Store image text in latest Sikuli 1.1.4_SNAPSHOT API

kumarkrish85 commented 5 years ago

I am using Sikuli 1.1.4_SNAPSHOT Sikuli XAPI jar in my tool. Earlier i was using 1.1.2 jar. Image text was fetched fine when using 1.1.2 jar. In latest jar it fetches the text but some extra characters are added in it.
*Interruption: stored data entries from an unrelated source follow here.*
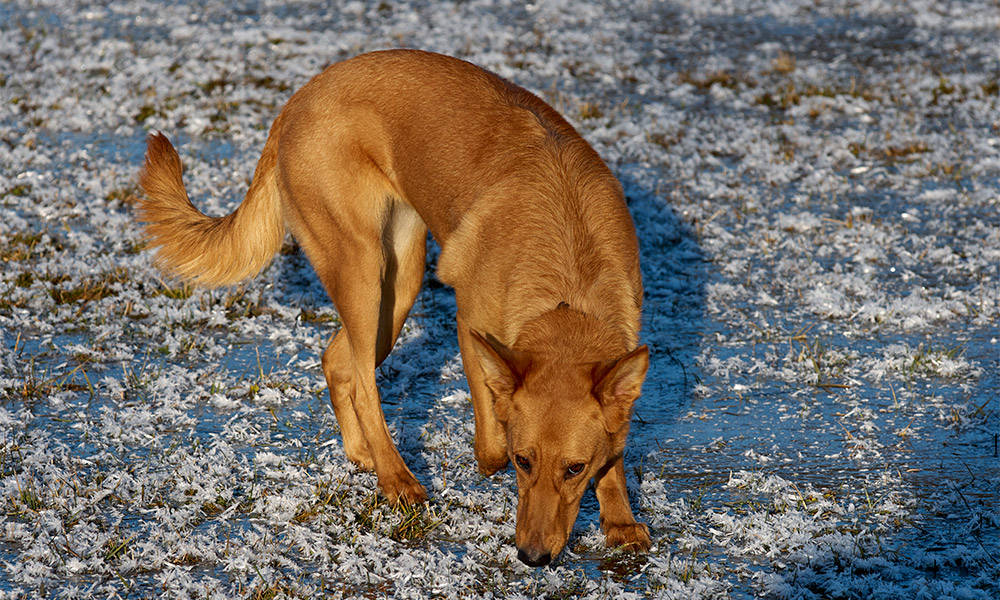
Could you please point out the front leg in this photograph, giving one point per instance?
(490, 444)
(620, 527)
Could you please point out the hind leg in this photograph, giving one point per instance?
(373, 296)
(337, 367)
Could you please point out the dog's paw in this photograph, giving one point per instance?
(630, 536)
(403, 490)
(361, 459)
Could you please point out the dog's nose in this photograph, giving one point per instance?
(534, 559)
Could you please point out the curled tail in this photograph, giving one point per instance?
(209, 251)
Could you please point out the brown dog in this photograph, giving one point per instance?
(535, 238)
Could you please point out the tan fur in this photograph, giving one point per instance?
(536, 240)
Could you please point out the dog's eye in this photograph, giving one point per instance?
(523, 463)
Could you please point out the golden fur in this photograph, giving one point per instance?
(536, 240)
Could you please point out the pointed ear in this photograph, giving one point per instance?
(618, 385)
(503, 370)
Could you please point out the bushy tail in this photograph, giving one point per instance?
(209, 251)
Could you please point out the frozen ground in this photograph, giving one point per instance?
(816, 190)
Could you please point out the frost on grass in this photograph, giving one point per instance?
(815, 191)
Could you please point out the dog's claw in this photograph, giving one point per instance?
(404, 492)
(630, 536)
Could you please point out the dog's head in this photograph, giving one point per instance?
(565, 422)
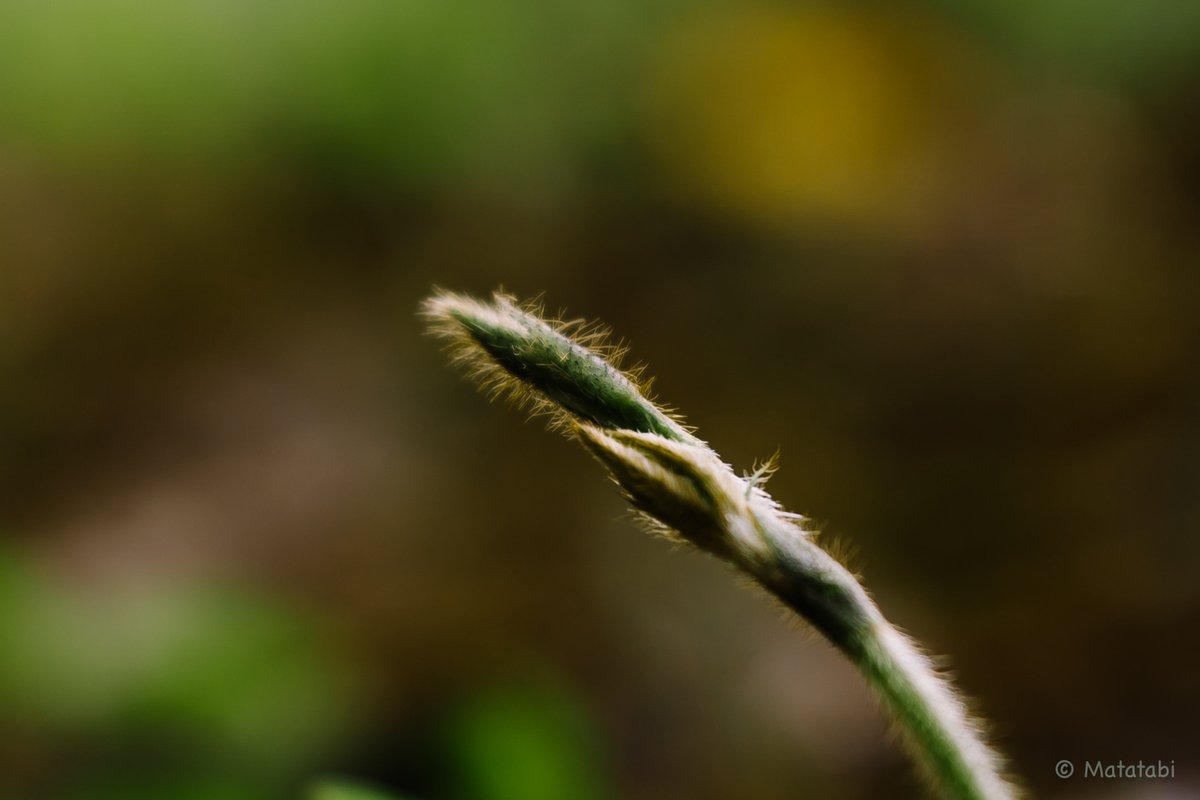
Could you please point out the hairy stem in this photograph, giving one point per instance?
(683, 488)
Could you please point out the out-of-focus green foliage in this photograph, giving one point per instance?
(525, 744)
(951, 245)
(197, 669)
(339, 789)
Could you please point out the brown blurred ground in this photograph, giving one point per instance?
(943, 256)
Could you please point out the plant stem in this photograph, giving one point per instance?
(683, 488)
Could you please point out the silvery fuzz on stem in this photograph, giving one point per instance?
(682, 488)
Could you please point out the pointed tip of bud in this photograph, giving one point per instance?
(561, 367)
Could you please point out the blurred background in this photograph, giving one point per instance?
(255, 534)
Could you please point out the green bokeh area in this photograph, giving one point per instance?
(181, 691)
(258, 542)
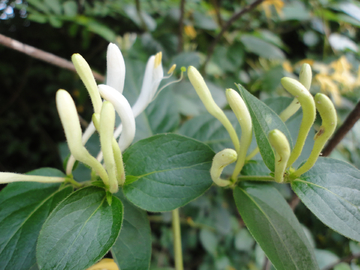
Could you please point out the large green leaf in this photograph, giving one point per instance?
(166, 171)
(132, 250)
(264, 120)
(274, 226)
(331, 190)
(80, 230)
(24, 209)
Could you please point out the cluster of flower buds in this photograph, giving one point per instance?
(284, 156)
(226, 156)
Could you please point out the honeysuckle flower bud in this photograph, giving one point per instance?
(123, 108)
(220, 161)
(282, 153)
(16, 177)
(328, 115)
(106, 130)
(203, 92)
(152, 78)
(115, 70)
(309, 113)
(242, 114)
(85, 73)
(71, 124)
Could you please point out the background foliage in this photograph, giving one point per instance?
(268, 42)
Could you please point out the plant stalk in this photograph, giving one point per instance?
(177, 240)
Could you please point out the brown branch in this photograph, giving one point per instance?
(350, 121)
(42, 55)
(346, 259)
(181, 26)
(225, 28)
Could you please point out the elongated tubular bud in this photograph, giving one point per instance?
(16, 177)
(305, 79)
(309, 113)
(220, 161)
(243, 116)
(106, 130)
(203, 92)
(70, 121)
(282, 153)
(85, 74)
(328, 115)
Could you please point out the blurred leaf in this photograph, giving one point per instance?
(172, 170)
(132, 249)
(274, 226)
(261, 48)
(331, 196)
(209, 241)
(80, 230)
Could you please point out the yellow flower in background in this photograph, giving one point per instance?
(190, 31)
(278, 5)
(105, 264)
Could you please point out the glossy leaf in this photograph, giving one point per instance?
(24, 209)
(274, 226)
(132, 250)
(264, 120)
(80, 230)
(331, 190)
(166, 172)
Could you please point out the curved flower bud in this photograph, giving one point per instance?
(106, 130)
(115, 70)
(203, 92)
(70, 121)
(85, 73)
(123, 108)
(282, 153)
(241, 112)
(152, 78)
(309, 113)
(305, 78)
(329, 120)
(16, 177)
(220, 161)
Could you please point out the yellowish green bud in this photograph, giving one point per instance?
(243, 116)
(70, 121)
(85, 73)
(106, 130)
(220, 161)
(309, 113)
(282, 153)
(203, 92)
(328, 115)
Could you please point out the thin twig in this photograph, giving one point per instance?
(350, 121)
(42, 55)
(346, 259)
(225, 28)
(181, 26)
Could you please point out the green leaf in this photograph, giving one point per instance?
(80, 230)
(261, 47)
(264, 120)
(132, 250)
(172, 170)
(24, 208)
(274, 226)
(331, 191)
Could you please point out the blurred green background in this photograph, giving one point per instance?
(268, 42)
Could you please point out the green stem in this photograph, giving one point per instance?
(177, 239)
(255, 178)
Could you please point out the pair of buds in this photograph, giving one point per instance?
(284, 157)
(226, 156)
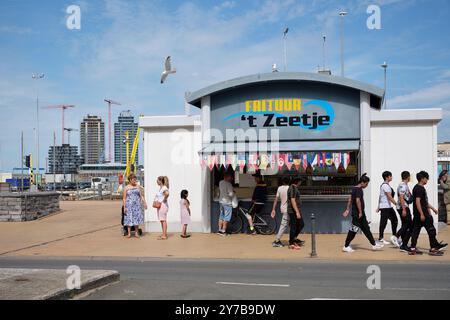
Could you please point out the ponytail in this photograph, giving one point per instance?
(364, 179)
(166, 181)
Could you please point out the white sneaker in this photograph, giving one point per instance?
(377, 247)
(394, 241)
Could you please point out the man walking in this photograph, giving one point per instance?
(359, 220)
(404, 200)
(445, 185)
(295, 215)
(225, 203)
(385, 202)
(423, 218)
(283, 197)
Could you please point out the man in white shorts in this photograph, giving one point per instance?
(282, 196)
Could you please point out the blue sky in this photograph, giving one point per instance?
(120, 49)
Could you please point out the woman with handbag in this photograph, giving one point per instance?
(133, 201)
(160, 203)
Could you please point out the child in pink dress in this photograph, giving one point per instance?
(185, 213)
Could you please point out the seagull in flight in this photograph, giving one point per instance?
(167, 70)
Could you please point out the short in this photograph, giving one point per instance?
(225, 212)
(255, 208)
(162, 212)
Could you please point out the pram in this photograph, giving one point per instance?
(125, 228)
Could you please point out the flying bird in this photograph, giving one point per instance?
(167, 70)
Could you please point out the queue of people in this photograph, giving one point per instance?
(288, 195)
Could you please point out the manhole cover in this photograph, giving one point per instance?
(21, 279)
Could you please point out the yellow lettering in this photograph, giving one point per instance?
(247, 106)
(288, 105)
(297, 105)
(270, 108)
(256, 106)
(279, 105)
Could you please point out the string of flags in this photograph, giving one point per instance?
(292, 161)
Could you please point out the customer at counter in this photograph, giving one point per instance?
(259, 199)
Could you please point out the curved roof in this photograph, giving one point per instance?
(194, 98)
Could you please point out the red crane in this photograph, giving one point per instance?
(63, 108)
(110, 102)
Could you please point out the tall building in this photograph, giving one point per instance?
(92, 140)
(64, 159)
(125, 123)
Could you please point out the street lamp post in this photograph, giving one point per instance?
(384, 66)
(342, 14)
(285, 49)
(37, 76)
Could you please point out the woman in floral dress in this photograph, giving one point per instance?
(133, 201)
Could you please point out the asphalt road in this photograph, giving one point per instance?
(256, 280)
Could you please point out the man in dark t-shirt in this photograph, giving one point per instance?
(295, 215)
(359, 220)
(423, 218)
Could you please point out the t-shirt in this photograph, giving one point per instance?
(226, 192)
(282, 195)
(160, 193)
(403, 189)
(420, 192)
(293, 192)
(357, 192)
(383, 201)
(260, 193)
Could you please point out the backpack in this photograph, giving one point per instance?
(392, 190)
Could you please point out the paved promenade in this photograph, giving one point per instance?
(92, 229)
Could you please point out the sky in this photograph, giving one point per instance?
(119, 52)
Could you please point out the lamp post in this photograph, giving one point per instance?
(342, 14)
(37, 76)
(384, 66)
(285, 49)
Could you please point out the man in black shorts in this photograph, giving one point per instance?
(423, 218)
(259, 199)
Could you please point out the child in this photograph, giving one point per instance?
(185, 213)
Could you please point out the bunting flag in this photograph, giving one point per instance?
(329, 159)
(211, 162)
(264, 161)
(289, 161)
(234, 161)
(241, 162)
(346, 159)
(203, 161)
(227, 161)
(336, 160)
(252, 161)
(297, 161)
(281, 160)
(305, 161)
(273, 161)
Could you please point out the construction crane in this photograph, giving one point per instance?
(110, 103)
(69, 130)
(63, 109)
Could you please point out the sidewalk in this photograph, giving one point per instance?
(92, 229)
(47, 284)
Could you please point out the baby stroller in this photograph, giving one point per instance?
(125, 228)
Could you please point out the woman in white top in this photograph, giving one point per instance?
(161, 197)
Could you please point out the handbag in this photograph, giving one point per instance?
(156, 204)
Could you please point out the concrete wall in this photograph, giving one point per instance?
(402, 140)
(171, 146)
(17, 207)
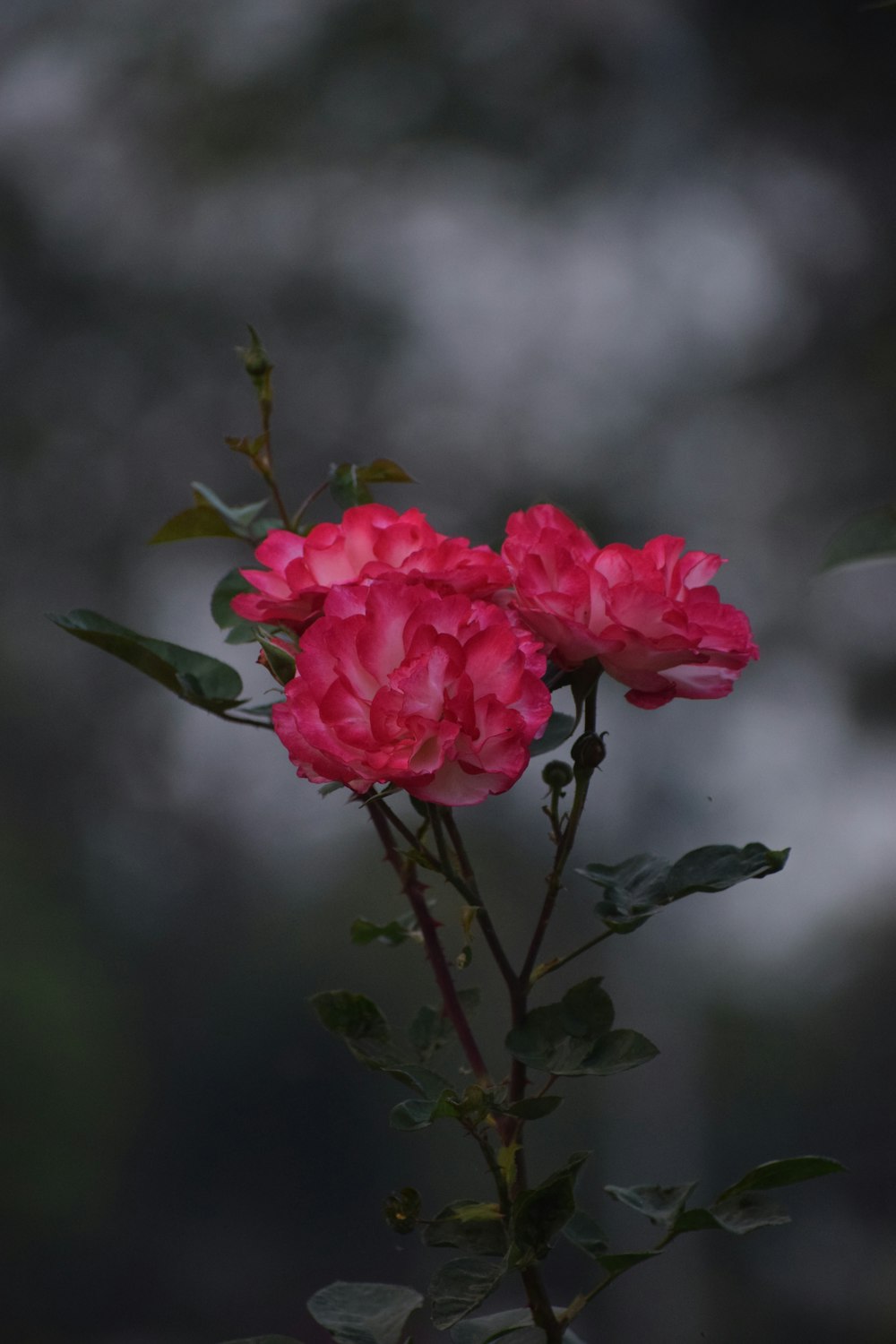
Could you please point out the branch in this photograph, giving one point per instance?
(414, 892)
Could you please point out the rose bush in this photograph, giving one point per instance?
(370, 542)
(649, 616)
(395, 683)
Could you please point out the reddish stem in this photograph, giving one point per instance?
(414, 890)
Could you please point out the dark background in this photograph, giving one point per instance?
(634, 257)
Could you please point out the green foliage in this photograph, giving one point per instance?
(199, 521)
(468, 1226)
(355, 1018)
(365, 1314)
(195, 677)
(516, 1327)
(402, 1210)
(421, 1112)
(210, 516)
(872, 537)
(560, 726)
(786, 1171)
(624, 1261)
(533, 1107)
(460, 1285)
(659, 1203)
(280, 663)
(349, 483)
(739, 1209)
(223, 615)
(641, 886)
(365, 932)
(584, 1234)
(540, 1214)
(432, 1030)
(573, 1038)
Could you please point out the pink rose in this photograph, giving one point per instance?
(649, 615)
(398, 685)
(370, 542)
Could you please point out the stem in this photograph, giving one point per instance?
(549, 967)
(279, 502)
(471, 889)
(564, 846)
(250, 723)
(306, 503)
(452, 1004)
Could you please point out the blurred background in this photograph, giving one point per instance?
(633, 257)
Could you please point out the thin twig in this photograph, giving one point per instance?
(549, 967)
(414, 892)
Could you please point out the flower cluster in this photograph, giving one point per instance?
(421, 658)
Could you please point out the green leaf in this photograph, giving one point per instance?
(422, 1112)
(745, 1212)
(619, 1050)
(384, 470)
(696, 1220)
(432, 1030)
(244, 519)
(540, 1214)
(641, 886)
(533, 1107)
(788, 1171)
(587, 1011)
(351, 1016)
(458, 1288)
(419, 1080)
(392, 933)
(587, 1236)
(514, 1325)
(193, 676)
(199, 521)
(740, 1209)
(223, 615)
(573, 1038)
(359, 1023)
(365, 1314)
(481, 1330)
(402, 1210)
(871, 537)
(454, 1228)
(659, 1203)
(349, 481)
(560, 726)
(622, 1261)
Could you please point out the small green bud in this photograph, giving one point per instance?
(402, 1210)
(556, 774)
(255, 359)
(589, 750)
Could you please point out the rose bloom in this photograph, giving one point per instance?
(371, 540)
(398, 685)
(650, 616)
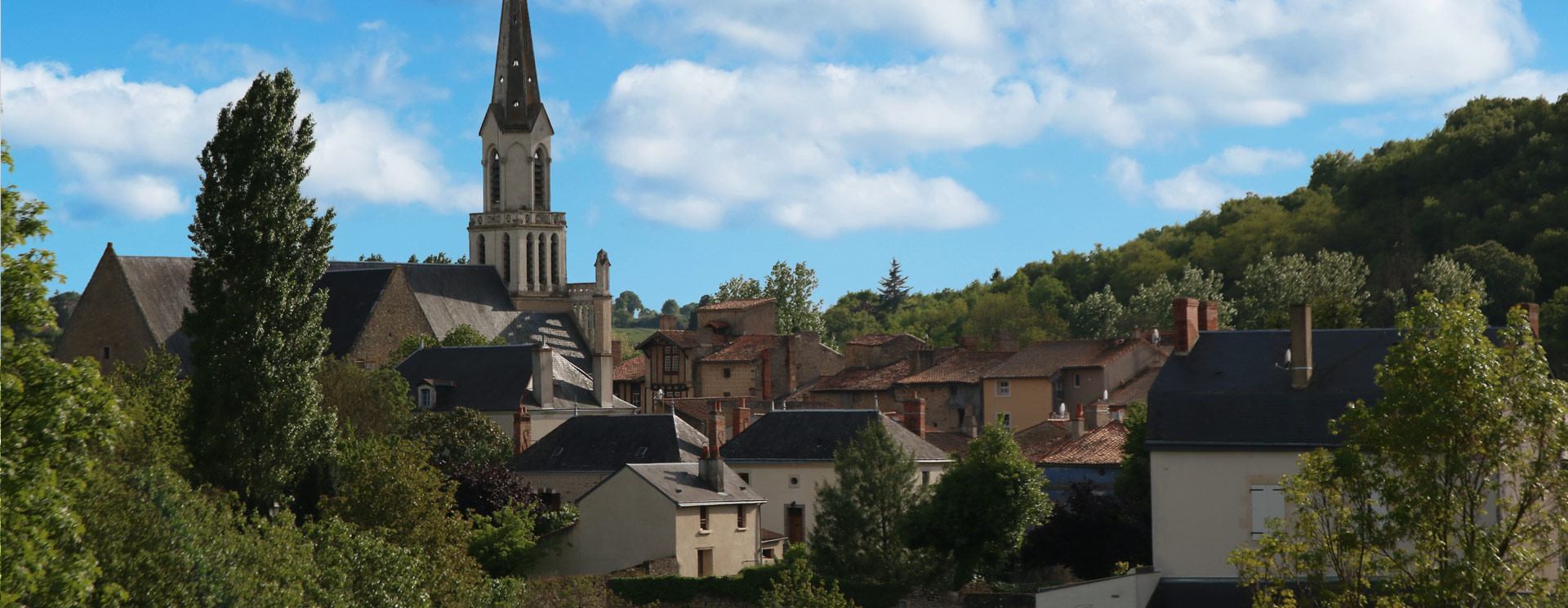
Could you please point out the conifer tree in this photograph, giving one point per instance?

I am trying to fetch the text (DemoTestCase) in the below image

demo

I use the code

https://github.com/CognizantQAHub/Cognizant-Intelligent-Test-Scripter/blob/master/Engine/src/main/java/com/cognizant/cognizantits/engine/commands/image/Text.java#L115

find target code

https://github.com/CognizantQAHub/Cognizant-Intelligent-Test-Scripter/blob/master/Engine/src/main/java/com/cognizant/cognizantits/engine/commands/image/ImageCommand.java#L268

I got the below output

instead of "DemoTestCase" it fetches some extra characters are get added like EI DemoTestCase. Please share your inputs to resolve the issue.

when i try to fetch allcommonaction text from the image (refer the image above) it returns

another

kumarkrish85 commented 5 years ago

I did refer the issue https://github.com/RaiMan/SikuliX1/issues/195 and i am using tess4j version 3.5.2

balmma commented 5 years ago

1.1.4 has a new version of Tesseract and might behave quite a bit differently to 1.1.2.

You might want to play around with the page segmentation mode. Use the following code to adjust this:

TextRecognizer tr = TextRecognizer.start();
tr.setPSM(1);

Value 1 or 12 might give you better results.

kumarkrish85 commented 5 years ago

Thanks @balmma , can yo please share the docs?

balmma commented 5 years ago

As you seem to try to detect mainly non dictionary words, deactivating the dictionaries might also help:

tr.setVariable("load_system_dawg", "false")
tr.setVariable("load_freq_dawg", "false")

The following is a great resource if you don't get the expected results from the OCR: https://github.com/tesseract-ocr/tesseract/wiki/ImproveQuality

Here you can find some info about OCR usage in SikuliX: https://sikulix-2014.readthedocs.io/en/latest/news.html#revision-of-the-text-and-ocr-feature

kumarkrish85 commented 5 years ago

Thanks @balmma

kumarkrish85 commented 5 years ago

I did try with

TextRecognizer tr = TextRecognizer.start(); tr.setPSM(1);

and updated tesseract OCR to 3.05 , but issue still exists. I have tried with different PSM values like 1,12 and 8.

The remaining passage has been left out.